Loop Algorithm for Quantum Transverse Ising Model in a Longitudinal Field
Wei Xu, Xue-Feng Zhang
TL;DR
The paper presents a novel merge-unmerge loop update for quantum Monte Carlo simulations of the quantum transverse Ising model in a longitudinal field, implemented within the stochastic series expansion framework. This loop algorithm enables the off-diagonal updates to migrate spatially, significantly reducing autocorrelation times relative to traditional line and loop methods, especially at large longitudinal fields.
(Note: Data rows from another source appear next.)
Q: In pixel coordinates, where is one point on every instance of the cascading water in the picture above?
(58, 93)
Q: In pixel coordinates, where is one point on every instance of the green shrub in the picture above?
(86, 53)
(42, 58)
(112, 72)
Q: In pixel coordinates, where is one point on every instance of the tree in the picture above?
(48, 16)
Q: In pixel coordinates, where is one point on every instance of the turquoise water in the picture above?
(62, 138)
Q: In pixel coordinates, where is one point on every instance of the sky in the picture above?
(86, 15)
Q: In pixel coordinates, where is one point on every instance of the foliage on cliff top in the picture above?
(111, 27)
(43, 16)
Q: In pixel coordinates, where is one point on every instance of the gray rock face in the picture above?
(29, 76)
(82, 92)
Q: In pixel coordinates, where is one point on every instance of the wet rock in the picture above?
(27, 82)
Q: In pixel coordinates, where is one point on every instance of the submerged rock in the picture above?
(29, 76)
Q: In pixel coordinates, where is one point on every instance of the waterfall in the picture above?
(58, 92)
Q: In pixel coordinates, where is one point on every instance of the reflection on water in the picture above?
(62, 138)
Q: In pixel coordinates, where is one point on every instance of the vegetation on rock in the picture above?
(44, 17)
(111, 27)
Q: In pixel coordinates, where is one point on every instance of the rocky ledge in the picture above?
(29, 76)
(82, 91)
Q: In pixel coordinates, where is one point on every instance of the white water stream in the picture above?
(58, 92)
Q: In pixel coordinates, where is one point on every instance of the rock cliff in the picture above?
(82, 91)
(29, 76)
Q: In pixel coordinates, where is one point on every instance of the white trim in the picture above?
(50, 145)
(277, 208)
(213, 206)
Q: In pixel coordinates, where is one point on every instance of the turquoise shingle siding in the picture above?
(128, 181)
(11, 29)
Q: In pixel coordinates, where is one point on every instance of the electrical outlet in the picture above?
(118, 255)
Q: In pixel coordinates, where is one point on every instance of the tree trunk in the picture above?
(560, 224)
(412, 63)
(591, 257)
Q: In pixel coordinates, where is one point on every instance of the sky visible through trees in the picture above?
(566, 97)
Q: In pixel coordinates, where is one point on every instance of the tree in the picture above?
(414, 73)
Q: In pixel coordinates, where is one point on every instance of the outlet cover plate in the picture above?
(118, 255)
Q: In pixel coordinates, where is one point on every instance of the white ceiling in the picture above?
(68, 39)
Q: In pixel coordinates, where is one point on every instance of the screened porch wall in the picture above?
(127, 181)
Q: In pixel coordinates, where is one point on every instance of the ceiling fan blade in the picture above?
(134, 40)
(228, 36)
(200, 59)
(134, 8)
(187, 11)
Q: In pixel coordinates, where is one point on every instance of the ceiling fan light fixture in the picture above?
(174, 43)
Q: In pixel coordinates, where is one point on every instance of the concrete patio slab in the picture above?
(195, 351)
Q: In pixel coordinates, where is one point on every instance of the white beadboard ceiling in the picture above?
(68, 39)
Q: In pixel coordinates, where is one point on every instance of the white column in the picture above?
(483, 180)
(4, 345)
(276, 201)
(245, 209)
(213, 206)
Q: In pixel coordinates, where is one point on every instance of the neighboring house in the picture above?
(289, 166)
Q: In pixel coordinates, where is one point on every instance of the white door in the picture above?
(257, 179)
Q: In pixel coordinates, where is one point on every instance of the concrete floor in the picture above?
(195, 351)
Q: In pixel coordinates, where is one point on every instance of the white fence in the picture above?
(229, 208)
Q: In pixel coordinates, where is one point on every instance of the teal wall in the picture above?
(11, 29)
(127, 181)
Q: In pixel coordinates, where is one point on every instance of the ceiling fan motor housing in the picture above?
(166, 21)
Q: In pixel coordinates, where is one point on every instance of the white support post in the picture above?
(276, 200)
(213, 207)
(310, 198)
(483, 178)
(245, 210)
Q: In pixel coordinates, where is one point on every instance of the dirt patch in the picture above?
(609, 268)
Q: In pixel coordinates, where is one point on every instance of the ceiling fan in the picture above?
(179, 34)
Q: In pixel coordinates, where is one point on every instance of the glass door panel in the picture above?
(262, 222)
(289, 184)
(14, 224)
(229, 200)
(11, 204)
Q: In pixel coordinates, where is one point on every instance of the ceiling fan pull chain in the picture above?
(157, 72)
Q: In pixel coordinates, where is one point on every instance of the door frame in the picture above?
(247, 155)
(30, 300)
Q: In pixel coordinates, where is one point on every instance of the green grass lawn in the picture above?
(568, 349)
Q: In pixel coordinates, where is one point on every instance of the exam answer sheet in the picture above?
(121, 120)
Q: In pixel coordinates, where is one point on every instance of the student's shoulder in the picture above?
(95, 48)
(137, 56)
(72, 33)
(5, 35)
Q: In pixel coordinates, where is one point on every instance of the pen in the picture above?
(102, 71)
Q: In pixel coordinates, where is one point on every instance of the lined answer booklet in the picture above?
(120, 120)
Demonstrations on a Rydberg atom chain and Kagome qubit ice show improved convergence, accurate reproduction of phase transitions and structure factors, and substantial computational gains. The method is described as open-source, adaptable to other quantum-many-body systems and models beyond QTIM, with potential extensions to more complex lattices and entanglement measurements.
Abstract
The quantum transverse Ising model and its extensions play a critical role in various fields, such as statistical physics, quantum magnetism, quantum simulations, and mathematical physics. Although it does not suffer from the sign problem in most cases, the corresponding quantum Monte Carlo algorithm performs inefficiently, especially at a large longitudinal field. The main hindrance is the lack of loop update method which can strongly decrease the auto-correlation between Monte Carlo steps. Here, we successfully develop a loop algorithm with a novel merge-unmerge process. It demonstrates a great advantage over the state-of-the-art algorithm when implementing it to simulate the Rydberg atom chain and Kagome qubit ice. This advanced algorithm suits various systems such as Rydberg atom arrays, trapped ions, quantum materials, and quantum annealers.